So I drive and I drive and I head east and I wait expectantly for Annabelle to return and give me direction.

After a while, driving aimlessly gets really boring, the novelty wears quickly, and I decide it might be best to find a quiet place to park and think and relax while I wait. I exit the freeway, navigate the car through a residential neighborhood and park in front of a dark house overtaken by lush weeping willows. The LED flashes 5:15 a.m. and the neighborhood street is deserted. Satisfied I am safe, alone and unseen, I shut off the car and kill the lights.

Okay, assessment: I am still a filthy mess.

My pants and my shoes are spattered with blood and encrusted with dirt.

My shirt shifts and swings, nearly gone, burned, torn to shreds and hanging like rags beneath my sweater.

The hole in my stomach is still moist. I lift up my pullover to find it gaping crimson, crusty and wet, leaking a blackish fluid into the fabric of the sweater, soiling it, weighing it down, and expanding an ever-growing damp spot.

My other bullet wounds are somewhat dry, but they still look pretty foul, cracked around the edges and caked with gobs of whitish yellow crud. I think they have stopped hurting, but then again the pain may have simply crested, reaching a level of consistent throbbing so consistent it has become a part of me—an invariable, a component of the steadily humming decay, part of death’s still dance. I center and try to focus. Yes, the pain, per se, is definitely gone, but there is still a feeling, something in its place, a dreadful sensation that feels wrong and empty and, well, dead. I suppose it’s to be expected. I mean I’ve been shot. I am technically dead. Dead to you anyway. Dead to doctors and bullets and disease. Dead to microbes and water and earth. Dead to the dream.

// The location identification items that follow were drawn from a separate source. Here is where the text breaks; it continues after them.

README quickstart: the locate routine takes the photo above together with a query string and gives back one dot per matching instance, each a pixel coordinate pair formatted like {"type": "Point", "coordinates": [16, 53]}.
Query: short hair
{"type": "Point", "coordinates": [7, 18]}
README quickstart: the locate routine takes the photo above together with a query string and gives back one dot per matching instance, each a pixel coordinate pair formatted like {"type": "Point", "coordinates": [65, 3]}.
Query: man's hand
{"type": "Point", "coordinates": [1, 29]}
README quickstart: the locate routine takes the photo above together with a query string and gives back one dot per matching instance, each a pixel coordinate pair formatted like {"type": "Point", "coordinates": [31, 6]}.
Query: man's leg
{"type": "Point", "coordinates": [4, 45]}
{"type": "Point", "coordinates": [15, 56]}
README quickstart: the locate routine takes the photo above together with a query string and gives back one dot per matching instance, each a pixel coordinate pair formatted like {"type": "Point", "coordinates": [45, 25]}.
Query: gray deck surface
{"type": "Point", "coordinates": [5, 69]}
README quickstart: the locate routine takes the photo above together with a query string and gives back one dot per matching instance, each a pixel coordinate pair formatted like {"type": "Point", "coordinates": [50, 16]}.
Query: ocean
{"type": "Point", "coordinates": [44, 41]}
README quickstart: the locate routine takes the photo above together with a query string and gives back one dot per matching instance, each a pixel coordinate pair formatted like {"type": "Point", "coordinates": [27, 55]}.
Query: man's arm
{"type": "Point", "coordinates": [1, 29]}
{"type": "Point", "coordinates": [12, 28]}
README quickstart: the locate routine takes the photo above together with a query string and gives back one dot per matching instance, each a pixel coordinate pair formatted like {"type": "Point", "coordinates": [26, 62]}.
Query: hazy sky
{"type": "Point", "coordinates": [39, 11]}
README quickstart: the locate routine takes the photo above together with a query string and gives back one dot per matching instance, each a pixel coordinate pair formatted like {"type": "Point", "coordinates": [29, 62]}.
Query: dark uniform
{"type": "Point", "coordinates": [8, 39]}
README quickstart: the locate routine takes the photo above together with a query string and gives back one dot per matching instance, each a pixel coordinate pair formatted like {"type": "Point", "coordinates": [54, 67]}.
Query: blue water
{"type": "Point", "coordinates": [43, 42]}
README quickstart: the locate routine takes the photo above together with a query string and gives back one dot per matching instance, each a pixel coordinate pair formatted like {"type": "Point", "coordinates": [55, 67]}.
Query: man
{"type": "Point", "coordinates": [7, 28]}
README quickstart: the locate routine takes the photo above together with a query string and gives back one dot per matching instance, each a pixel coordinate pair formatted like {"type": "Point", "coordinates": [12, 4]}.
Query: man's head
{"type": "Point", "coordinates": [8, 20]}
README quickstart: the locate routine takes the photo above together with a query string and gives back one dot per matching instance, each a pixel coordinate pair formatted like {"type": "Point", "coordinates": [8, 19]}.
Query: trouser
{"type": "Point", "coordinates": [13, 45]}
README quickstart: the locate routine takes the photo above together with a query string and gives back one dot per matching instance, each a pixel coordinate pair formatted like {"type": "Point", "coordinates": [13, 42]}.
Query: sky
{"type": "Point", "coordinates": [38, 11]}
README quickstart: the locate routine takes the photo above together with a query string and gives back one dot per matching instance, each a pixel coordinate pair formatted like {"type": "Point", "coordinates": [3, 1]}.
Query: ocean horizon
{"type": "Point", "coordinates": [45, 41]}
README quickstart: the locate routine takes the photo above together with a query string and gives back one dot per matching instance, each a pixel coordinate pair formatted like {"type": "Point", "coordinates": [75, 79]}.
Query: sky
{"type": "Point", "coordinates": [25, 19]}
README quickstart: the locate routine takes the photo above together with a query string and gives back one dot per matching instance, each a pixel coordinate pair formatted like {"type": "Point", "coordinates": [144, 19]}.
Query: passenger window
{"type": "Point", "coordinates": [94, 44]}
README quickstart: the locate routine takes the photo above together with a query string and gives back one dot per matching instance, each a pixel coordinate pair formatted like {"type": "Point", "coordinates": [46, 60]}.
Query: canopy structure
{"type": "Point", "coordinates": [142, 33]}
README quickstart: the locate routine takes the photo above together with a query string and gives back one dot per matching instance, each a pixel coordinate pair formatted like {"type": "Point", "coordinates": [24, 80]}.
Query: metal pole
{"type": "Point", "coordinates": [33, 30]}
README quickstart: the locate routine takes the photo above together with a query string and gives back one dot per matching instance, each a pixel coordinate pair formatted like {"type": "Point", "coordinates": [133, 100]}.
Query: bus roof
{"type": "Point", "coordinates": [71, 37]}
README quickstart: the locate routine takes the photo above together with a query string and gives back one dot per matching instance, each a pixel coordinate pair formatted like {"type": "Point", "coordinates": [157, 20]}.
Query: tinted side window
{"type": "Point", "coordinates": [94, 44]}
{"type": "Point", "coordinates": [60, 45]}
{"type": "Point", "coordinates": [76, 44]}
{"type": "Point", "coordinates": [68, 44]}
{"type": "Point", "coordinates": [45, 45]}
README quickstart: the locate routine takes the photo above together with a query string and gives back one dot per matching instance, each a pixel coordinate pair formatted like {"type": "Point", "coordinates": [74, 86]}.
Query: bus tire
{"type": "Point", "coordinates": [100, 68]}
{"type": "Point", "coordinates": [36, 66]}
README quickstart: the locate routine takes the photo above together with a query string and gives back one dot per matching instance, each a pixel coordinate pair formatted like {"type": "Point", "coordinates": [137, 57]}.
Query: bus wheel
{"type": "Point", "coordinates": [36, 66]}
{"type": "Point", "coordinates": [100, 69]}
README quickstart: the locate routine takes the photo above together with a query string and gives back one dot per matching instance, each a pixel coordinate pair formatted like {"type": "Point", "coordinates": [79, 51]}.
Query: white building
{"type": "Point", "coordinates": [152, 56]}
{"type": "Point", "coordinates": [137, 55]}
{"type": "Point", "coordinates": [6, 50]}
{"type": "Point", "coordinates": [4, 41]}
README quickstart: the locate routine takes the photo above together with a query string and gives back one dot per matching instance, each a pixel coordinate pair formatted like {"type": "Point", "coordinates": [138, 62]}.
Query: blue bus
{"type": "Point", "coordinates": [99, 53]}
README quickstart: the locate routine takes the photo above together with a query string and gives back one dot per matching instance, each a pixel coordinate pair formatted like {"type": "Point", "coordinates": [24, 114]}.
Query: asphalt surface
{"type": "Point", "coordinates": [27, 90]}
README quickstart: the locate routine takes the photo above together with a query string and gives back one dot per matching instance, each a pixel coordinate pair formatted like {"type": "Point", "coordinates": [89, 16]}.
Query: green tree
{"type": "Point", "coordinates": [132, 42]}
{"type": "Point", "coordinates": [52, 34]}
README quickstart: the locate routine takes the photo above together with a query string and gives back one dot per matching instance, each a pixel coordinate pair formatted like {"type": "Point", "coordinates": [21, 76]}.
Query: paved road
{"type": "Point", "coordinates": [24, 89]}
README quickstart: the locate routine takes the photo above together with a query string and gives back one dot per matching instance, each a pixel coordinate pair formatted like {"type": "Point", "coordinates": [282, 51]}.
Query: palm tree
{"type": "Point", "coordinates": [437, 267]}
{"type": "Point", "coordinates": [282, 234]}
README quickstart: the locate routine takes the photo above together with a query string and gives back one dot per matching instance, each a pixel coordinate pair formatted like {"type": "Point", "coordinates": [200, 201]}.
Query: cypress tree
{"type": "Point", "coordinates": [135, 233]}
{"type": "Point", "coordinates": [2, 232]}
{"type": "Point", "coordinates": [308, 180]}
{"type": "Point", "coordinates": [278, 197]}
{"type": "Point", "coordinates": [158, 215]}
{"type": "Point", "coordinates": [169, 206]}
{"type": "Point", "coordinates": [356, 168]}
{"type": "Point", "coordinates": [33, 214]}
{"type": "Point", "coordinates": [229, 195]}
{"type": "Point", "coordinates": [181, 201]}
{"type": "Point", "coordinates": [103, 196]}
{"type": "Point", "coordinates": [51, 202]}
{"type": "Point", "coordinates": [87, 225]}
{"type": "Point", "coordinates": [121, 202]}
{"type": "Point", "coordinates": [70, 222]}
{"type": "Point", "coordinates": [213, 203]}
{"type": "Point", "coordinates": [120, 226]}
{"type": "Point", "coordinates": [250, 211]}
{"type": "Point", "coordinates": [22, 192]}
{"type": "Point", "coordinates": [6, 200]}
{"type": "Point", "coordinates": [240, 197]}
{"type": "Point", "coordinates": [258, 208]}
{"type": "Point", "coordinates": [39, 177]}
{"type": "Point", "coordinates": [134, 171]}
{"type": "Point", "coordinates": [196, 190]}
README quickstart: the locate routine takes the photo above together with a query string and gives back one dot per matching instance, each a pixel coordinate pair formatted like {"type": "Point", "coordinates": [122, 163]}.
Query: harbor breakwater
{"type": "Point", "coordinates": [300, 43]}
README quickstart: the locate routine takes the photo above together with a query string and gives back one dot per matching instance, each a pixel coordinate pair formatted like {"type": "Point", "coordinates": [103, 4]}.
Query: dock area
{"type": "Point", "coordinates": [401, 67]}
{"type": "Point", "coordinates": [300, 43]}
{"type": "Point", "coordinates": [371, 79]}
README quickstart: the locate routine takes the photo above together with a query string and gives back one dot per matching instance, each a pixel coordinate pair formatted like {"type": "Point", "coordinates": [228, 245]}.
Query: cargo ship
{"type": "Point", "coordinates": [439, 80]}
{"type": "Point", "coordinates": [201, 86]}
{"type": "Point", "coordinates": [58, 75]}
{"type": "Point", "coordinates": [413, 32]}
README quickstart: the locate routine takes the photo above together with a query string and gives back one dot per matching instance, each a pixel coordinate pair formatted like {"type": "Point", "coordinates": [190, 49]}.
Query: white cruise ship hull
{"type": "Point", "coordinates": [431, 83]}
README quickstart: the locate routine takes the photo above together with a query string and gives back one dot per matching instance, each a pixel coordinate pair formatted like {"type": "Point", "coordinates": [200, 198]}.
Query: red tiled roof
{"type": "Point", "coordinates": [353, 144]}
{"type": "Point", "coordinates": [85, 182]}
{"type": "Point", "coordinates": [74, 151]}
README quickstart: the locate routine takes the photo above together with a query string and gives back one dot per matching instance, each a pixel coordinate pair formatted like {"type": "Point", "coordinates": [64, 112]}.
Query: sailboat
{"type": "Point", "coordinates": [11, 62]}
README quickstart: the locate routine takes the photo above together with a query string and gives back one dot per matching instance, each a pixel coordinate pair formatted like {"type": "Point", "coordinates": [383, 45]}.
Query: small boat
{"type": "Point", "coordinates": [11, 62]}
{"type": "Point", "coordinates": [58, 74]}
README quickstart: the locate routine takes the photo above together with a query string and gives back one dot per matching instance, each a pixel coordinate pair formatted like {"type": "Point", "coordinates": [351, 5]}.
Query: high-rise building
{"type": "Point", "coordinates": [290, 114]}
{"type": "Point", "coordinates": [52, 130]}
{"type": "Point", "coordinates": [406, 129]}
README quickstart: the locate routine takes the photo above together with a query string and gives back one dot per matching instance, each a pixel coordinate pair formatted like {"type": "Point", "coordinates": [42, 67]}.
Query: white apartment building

I suppose it’s best for me not to think about it too much.

I run my left hand—gimp hand, ruiner—along the base of the seat, pull the lever and lower it back. The seat stops short, dead-ending against the mountain of laundry strewn about the backseat. I lean forward, re-pull the lever, and throw my weight into it, hoping to force an indentation and gain a little leeway in the laundry pile. The seat builds plenty of momentum and presses on a little deeper, but it ceases on something solid.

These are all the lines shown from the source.